Y eso me hace pensar que somos muy graciosos pero también muy cobardes, muy cínicos y muy poco solidarios.

Pasamos de todo menos de lo que nos afecta individualmente y así nos va. Distinguimos los sucesos según su capacidad para caernos en gracia y de ahí que nos cansemos pronto del esfuerzo que supone sobreponerse a lo fatídico o, en mejor caso, luchar por evitarlo.

Seguimos queriendo circo aunque ya no nos den ni pan. Asistimos al espectáculo de nuestra propia crisis y desintegración —no como reino, estado o nación; sino como seres humanos inteligentes— disertando en las redes sobre un cantante, sobre un equipo de fútbol o sobre la carrera que corresponda ese domingo. Y, de este modo, estas conversaciones, este conjunto de opiniones sí se convierten en tendencia privilegiada en nuestro país.

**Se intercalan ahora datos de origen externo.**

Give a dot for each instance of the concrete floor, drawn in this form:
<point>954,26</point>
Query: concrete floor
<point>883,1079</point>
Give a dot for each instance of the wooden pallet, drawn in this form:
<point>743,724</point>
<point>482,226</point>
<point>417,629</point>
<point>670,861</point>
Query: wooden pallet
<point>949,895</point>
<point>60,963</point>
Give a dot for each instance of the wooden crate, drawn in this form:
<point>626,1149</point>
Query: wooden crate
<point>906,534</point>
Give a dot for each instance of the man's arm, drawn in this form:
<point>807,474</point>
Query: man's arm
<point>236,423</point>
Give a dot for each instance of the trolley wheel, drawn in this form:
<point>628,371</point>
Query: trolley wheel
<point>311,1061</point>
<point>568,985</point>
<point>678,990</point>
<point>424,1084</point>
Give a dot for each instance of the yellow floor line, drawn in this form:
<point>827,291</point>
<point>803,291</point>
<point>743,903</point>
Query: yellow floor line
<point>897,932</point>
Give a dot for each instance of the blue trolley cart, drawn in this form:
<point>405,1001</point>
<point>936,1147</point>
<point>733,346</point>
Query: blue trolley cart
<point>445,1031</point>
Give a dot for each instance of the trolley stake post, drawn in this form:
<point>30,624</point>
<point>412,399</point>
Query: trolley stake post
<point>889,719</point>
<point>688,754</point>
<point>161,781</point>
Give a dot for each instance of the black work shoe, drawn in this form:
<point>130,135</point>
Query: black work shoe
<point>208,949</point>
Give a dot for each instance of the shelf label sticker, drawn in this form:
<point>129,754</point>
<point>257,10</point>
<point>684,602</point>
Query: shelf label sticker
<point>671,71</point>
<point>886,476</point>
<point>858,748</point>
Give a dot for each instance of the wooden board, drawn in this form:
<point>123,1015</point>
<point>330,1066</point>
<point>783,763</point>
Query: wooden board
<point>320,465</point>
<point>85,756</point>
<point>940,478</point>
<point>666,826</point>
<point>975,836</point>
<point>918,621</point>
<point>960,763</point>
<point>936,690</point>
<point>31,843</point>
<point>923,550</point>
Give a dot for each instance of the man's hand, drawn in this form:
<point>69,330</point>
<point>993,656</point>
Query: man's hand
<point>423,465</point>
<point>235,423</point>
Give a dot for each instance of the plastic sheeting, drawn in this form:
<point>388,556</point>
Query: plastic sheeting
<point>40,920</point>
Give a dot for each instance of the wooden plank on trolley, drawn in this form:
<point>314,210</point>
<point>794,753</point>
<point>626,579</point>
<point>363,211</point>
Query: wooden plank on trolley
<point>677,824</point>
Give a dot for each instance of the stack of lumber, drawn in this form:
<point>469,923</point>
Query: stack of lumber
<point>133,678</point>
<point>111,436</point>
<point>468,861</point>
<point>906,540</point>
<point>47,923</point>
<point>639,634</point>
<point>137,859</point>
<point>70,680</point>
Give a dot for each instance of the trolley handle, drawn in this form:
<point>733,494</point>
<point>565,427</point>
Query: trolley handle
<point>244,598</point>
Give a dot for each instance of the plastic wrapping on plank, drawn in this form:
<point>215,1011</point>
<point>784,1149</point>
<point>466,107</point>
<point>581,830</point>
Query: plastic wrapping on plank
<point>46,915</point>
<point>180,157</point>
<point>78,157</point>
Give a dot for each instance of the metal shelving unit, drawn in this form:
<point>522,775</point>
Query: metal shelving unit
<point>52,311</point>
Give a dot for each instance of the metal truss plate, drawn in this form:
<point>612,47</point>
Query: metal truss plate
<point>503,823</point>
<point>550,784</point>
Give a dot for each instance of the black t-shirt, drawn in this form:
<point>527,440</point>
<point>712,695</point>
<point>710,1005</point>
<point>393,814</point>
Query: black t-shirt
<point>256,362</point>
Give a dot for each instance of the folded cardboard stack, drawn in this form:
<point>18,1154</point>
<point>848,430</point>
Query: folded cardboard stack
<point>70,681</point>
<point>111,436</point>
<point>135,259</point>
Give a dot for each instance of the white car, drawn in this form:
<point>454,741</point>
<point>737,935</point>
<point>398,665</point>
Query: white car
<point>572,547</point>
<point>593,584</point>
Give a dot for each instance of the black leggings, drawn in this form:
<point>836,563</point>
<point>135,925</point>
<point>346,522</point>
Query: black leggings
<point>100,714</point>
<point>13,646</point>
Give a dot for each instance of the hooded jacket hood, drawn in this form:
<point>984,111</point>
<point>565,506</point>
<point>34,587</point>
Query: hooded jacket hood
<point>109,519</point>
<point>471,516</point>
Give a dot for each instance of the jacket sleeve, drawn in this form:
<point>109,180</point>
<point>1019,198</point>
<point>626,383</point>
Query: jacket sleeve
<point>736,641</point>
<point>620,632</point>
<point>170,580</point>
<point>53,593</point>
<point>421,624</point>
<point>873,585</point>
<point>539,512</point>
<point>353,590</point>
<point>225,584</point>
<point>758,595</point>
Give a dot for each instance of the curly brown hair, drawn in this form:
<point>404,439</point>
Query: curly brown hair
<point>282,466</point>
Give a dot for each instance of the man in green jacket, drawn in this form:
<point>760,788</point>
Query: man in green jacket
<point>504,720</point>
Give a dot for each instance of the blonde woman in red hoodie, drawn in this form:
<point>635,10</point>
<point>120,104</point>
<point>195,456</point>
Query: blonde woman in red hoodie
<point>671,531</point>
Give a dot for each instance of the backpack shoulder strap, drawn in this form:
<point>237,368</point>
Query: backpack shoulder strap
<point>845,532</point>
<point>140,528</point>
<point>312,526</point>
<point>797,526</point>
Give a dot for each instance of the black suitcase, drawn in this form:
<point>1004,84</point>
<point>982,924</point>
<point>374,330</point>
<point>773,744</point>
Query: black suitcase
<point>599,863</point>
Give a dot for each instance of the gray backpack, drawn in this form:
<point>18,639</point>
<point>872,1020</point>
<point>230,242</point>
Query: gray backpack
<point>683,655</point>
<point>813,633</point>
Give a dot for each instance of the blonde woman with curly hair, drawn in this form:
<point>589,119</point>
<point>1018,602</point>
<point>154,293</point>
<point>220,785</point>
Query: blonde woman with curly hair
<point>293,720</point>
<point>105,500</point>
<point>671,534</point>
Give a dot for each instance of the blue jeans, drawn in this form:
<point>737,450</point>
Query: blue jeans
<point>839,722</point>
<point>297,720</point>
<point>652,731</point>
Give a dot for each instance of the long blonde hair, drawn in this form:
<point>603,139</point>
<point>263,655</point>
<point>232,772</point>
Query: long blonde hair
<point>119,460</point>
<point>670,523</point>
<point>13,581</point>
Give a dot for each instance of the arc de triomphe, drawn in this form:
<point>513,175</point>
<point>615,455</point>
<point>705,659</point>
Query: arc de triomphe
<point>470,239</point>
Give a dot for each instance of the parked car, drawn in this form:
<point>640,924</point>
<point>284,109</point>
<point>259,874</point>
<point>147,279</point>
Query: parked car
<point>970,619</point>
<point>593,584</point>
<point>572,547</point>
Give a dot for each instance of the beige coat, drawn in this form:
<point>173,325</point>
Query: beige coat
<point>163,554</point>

Supongo que la razón de todo esto se debe a esa degradación cultural que activó la burbuja inmobiliaria y que afectará a dos generaciones de individuos que dejaron el libro y cogieron el dinero. Ó, quizá, se encuentre dicha razón en el genoma hispano y nos sea imposible cejar en esta actitud. De ser así, seguiremos con el cachondeo, encontrándole la gracia a cualquier cosa, riéndonos mientras nos quitan hasta la sombra; sin reparar en que aquel dicho, que se refiere a la mejora que siente quien ríe el último y a su posibilidad de hacerlo dos veces, es completamente falso.

Hoy por hoy, quien siga riendo, cuando se haya terminado este espectáculo de carteristas, será quien, habiendo perdido hasta el reloj, no se haya enterado absolutamente de nada.